Hier, so hatte ich oft gelesen, gab es nicht nur etruskische Grabstätten, sondern v.a. die berühtem Vie Cave – etruskische Hohlwege, die tief in den Tuffstein eingegraben wurden und durch die man heute noch wandern konnte.
Ende Mai war es nun endlich so weit und über meinen Geburtstag verbrachten wir einige Tage in der Gegend um Pitigliano, wo wir auch die Vie Cave bei einer etwa 12 Kilometer langen Wanderung erkundeten.
Inhalt
Was sind die Vie Cave bei Pitigliano?
Eine Via Cava (Plural: Vie Cave) – zum Teil auch Cava Buia genannt – ist ein tief in den Stein (meist Tuffstein) gegrabener Hohlweg.
Man geht allgemein davon aus, dass diese Hohlwege auf die Etrusker zurückgehen, allerdings gibt es auch Theorien, dass diese Straßen bereits älter sind und dann lediglich von den Etruskern und später Römern nachgenutzt wurden.
Besonders viele dieser Vie Cave gibt es im südlichen etruskischen Kernland, also in der südlichen Toskana und im nördlichen Latium, wobei eine Häufung im Bereich um Pitigliano, Sovana und Sorano auftritt.

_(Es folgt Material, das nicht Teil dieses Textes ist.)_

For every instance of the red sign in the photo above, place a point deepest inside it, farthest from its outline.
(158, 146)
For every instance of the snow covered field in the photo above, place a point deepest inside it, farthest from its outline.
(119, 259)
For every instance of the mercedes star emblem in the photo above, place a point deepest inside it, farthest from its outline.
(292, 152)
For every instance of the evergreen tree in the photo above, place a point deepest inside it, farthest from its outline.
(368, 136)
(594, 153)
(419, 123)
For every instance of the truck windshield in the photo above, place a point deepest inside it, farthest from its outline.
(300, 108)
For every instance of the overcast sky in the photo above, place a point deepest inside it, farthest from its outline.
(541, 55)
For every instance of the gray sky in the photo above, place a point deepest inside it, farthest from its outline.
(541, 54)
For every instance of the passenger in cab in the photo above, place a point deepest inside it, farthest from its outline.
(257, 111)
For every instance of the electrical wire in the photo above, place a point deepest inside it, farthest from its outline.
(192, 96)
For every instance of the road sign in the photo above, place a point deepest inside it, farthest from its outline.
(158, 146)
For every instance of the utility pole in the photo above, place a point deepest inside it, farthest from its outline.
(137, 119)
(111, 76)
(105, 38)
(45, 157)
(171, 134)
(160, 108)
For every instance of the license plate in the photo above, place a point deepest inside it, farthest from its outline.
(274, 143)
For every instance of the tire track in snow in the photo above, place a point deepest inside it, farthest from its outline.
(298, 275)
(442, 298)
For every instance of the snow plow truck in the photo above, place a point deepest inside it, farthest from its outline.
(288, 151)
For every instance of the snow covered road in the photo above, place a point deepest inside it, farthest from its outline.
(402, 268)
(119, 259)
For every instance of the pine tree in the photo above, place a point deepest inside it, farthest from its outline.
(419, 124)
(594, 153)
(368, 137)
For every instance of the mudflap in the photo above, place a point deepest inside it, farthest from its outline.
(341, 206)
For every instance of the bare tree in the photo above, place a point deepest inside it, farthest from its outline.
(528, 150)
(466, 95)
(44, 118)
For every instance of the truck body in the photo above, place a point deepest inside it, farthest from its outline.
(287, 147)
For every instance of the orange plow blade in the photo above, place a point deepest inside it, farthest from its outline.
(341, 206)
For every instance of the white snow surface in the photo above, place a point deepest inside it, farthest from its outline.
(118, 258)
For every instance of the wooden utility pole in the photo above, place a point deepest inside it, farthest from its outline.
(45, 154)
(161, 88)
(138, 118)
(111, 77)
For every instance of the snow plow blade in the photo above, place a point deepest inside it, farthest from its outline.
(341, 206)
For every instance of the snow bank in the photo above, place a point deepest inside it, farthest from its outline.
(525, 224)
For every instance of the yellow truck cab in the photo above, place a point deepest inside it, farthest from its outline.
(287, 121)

Grund dafür ist auch die geologische Beschaffenheit des Gebiets: Der relativ weiche Tuffstein ließ sich recht einfach bearbeiten. Nicht zufällig schlugen die Etrusker auch gerade in diesem Gebiet in großer Zahl ganze Totenstädte in den Fels, während in anderen Bereichen des ehemaligen etruskischen Kernlandes die Gräber anders gebaut wurden.

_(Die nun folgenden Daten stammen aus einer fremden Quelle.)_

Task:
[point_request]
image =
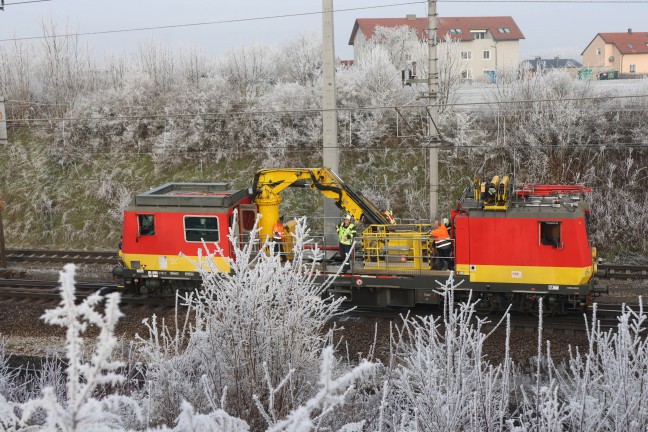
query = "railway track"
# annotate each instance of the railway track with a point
(61, 256)
(618, 271)
(605, 271)
(47, 290)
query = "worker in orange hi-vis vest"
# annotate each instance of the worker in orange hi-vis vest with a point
(442, 243)
(278, 236)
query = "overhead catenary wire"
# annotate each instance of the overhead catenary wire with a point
(317, 110)
(25, 2)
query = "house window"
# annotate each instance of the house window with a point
(466, 74)
(199, 228)
(146, 224)
(550, 234)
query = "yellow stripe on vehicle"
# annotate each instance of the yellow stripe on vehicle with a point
(172, 262)
(527, 274)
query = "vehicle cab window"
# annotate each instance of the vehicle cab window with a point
(199, 228)
(550, 234)
(146, 224)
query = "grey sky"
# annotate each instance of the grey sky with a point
(551, 27)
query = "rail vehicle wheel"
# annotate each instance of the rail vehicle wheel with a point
(549, 308)
(488, 305)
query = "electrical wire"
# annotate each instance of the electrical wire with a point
(25, 2)
(301, 14)
(319, 110)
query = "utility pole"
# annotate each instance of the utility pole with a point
(3, 254)
(433, 111)
(3, 123)
(330, 151)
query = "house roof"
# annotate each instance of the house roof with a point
(626, 42)
(553, 63)
(501, 27)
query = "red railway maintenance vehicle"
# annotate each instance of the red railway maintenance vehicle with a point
(510, 245)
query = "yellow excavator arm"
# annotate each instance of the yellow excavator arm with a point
(269, 183)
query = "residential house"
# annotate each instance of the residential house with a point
(624, 53)
(486, 43)
(538, 65)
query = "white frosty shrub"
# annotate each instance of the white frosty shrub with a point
(443, 382)
(80, 411)
(258, 327)
(603, 389)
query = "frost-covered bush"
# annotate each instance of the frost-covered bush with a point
(442, 379)
(79, 410)
(604, 388)
(254, 339)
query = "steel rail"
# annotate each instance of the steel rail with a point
(67, 256)
(622, 271)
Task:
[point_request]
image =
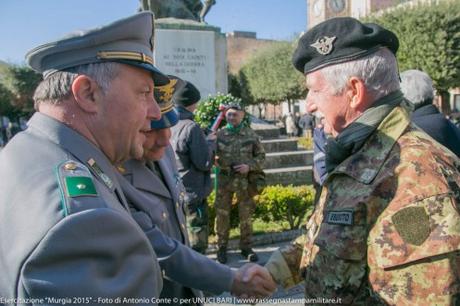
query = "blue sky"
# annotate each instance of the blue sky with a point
(25, 24)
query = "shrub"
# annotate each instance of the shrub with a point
(286, 203)
(276, 203)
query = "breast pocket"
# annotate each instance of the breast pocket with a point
(157, 212)
(338, 267)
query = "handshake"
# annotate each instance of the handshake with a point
(252, 281)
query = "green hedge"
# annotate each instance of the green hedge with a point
(275, 203)
(208, 109)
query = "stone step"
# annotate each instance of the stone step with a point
(266, 131)
(288, 159)
(289, 176)
(279, 145)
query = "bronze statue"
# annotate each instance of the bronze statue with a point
(206, 8)
(181, 9)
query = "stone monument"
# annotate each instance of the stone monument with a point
(186, 46)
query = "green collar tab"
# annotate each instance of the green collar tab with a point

Die Vie Cave sind bis über 20 Meter tief, wobei sie sich über die Jahrhunderte durch die Abnutzung und Nachbearbeitung noch vertieft haben. Oft sieht man noch Grabkammern weiter oben in den Fels geschlagen und kann zum Teil die Höhe des ursprünglichen Straßenverlaufs noch erahnen.
Auch welchem Zweck die Vie Cave bei Pitigliano dienten, ist noch nicht vollständig klar. Sie waren zum einen Verbindungswege zwischen den verschiedenen etruskischen Siedlungen. Zum anderen dienten sie auch Verteidigungszwecken, denn durch so schmale, enge Schluchten konnten Feinde nicht mit voller Kraft angreifen. Und zuletzt hatten sie höchstwahrscheinlich auch sakral-religiöse Funktionen. Häufig befanden sich in oder bei den Vie Cave auch Nekropolen und diese wiederum waren nicht nur Begräbnisplätze, sondern dienten auch dem Totenkult.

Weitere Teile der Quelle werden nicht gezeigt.